Un giorno accade qualcosa: una pratica è annullata e tuttavia non si ritiene di doverla eliminare dalla pila, perché di tutto quanto accade si deve tenere traccia. Si pone allora il quesito: quale durata attribuire all’evasione di una pratica annullata? “Zero”, risponde senza indugio il collega ingegnere [1], che ha imparato la lezione: zero è il numero che misura la quantità nulla, la non-quantità, quindi perfetto allo scopo. La mia domanda era però di natura ontologica: la durata, vale a dire il tempo impiegato, è riferito ad una pratica comunque evasa, esito che non si può affermare di una pratica annullata. Affermazione certo comprensibile a Furio Zoccano, Roberto Casati e ad Achille Varzi [2], ma non ad un ingegnere, al quale destino un contro-argomento più pratico: attribuendo zero, le pratiche annullate andranno comunque ad incidere su qualche valutazione statistica, ad esempio, la durata media per l’evasione delle pratiche. Ad esempio, se di cinquanta, l’evasione dell’unica evasa richiedesse cento giorni e le rimanenti quarantanove fossero annullate, la durata media risulterebbe di due giorni (100 gg / 50 pratiche = 2 gg/pratica), risultato falsato, difforme dall’effettività. Ciononostante l’ingegnere trova subito la soluzione: è sufficiente, nel computo della durata media, scartare le pratiche annullate; in termini astratti, lo traduco come considerare le pratiche annullate come un’eccezione e gestire l’eccezione. Si evoca qui lo spettro delle funzioni parziali, non definite su alcuni elementi del dominio.

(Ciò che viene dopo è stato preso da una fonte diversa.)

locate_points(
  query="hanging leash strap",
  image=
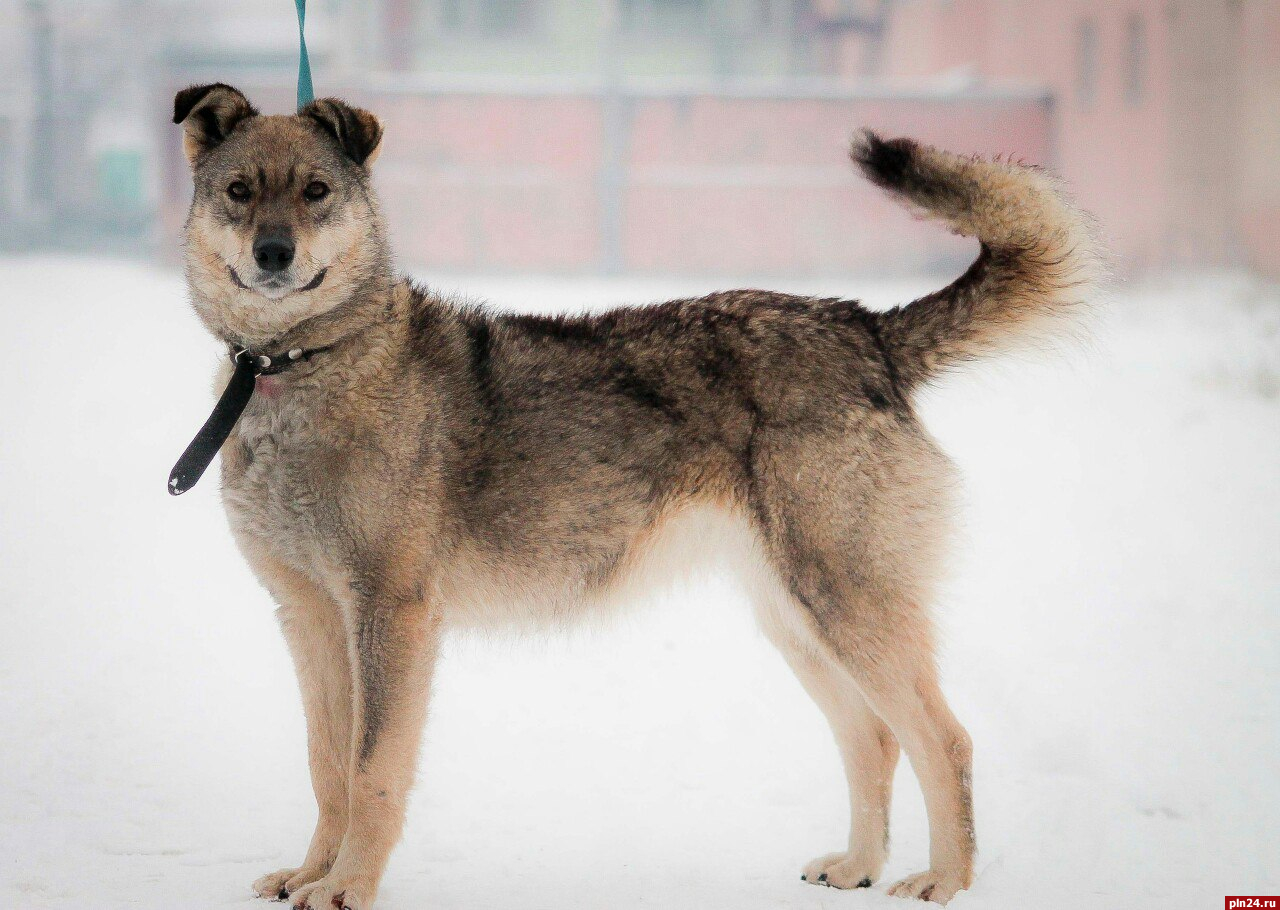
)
(306, 95)
(227, 412)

Si comprende allora l’importanza dello zero: attribuire al nulla, alla non-quantità un simbolo e le regole per manipolarlo permette di estendere l’applicabilità della somma al caso della non-quantità evitando la necessità di gestire l’eccezione. Se si vuole il numero complessivo degli articoli presenti in un magazzino, è più semplice attribuire “0” agli articoli per i quali la giacenza è nulla che escluderli nell’eseguire la sommatoria. Espediente che trova ampia applicazione in quel “matematica-mente”, il pensare matematico insomma, per il quale è preferibile introdurre nuovi concetti piuttosto di gestire le eccezioni; ad esempio, nelle summenzionate funzioni parziali si possono aggiungere nuovi elementi al codominio pur di rendere la funzione totale, il più esoterico dei quali è il simbolo “⊥” interpretato come “non definito”.

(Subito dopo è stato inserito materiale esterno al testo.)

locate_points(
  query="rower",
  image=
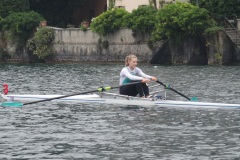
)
(131, 73)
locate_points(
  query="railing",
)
(229, 25)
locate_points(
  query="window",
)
(120, 7)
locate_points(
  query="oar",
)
(168, 87)
(101, 89)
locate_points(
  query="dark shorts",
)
(135, 89)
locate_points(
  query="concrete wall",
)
(77, 45)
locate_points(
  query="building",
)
(93, 8)
(130, 5)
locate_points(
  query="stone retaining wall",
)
(77, 45)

«Ora che conosci il suono del battere di due mani, dimmi qual è il suono del battito di una mano sola?» recita, più o meno, il più famoso dei koan Zen. Anni fa diedi la risposta che il verbo battere presuppone l’uso di due oggetti, il battente e il battuto, quindi la domanda è priva di senso, ma va riconosciuto che la risposta Zen è più elegante: il silenzio. Che così muta la sua natura da non-suono a suono che, quando eseguito assieme ad altri suoni diversi dal silenzio, non ne muta l’effetto, proprio come lo zero. Zero per il quale sarebbe possibile, viceversa, formulare il seguente koan zen: «Ora che hai imparato a contare il numero di mele contenute in questa cassetta, dimmi, quante mele contiene una cassetta vuota?».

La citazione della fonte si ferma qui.